これは暗に「ライブシーンにはどれほど常軌を逸した芸人がいるか」「いかに頭角を現す芸人が質の高いネタを作っているか」を視聴者に提示している。そのうえで、出演した芸人がほかの番組でもスポットが当たるよう“取扱説明書”を見せているのだ。
実際、自身の番組『全力!脱力タイムズ』(フジテレビ系)にも『有田ジェネレーション』のレギュラー陣(アングラ芸人を含む)をたびたび登場させている。
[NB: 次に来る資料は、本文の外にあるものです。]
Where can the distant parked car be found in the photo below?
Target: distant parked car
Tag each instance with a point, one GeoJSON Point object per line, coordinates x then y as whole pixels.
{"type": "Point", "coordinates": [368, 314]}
昨年、その中の一人である納言・薄幸に私が直接インタビューした際、有田に対する気持ちをこう語っていた。
「『有田ジェネレーション』のレギュラーが決まって、すぐに『脱力タイムズ』に出させてもらったのも本当に優しいし。もちろん、ほかにも頼りになる先輩はいるんですけど、有田さんは〝力を持っている〟ので(笑)。番組でちゃんと納言を紹介してくれたりすると、『あ、本当に面白いと思ってくれてるんだな』って感じるじゃないですか。目に見えて番組の出演が決まったりするし、こっちとしては信頼しかないですよ」(2020年5月7日に掲載された「CRAFTWORKS」のインタビュー記事より)
そのほかのネタ番組と決定的に違うのは、有田が若手やアングラ芸人を面白がりつつ成長を見守っているところだ。若手時代の有田は、『ボキャブラ天国』で幅広い個性を持った芸人たちと切磋琢磨してきた。そんな環境を守るため、『有田ジェネレーション』を継続しているのかもしれない。
現在、朝の情報番組からトークバラエティー、クイズ番組まで幅広く活躍する南海キャンディーズ・山里亮太。アイドルやプロレスにも造詣が深く、数年前にはたびたびイベントに登場していたオールラウンダーだ。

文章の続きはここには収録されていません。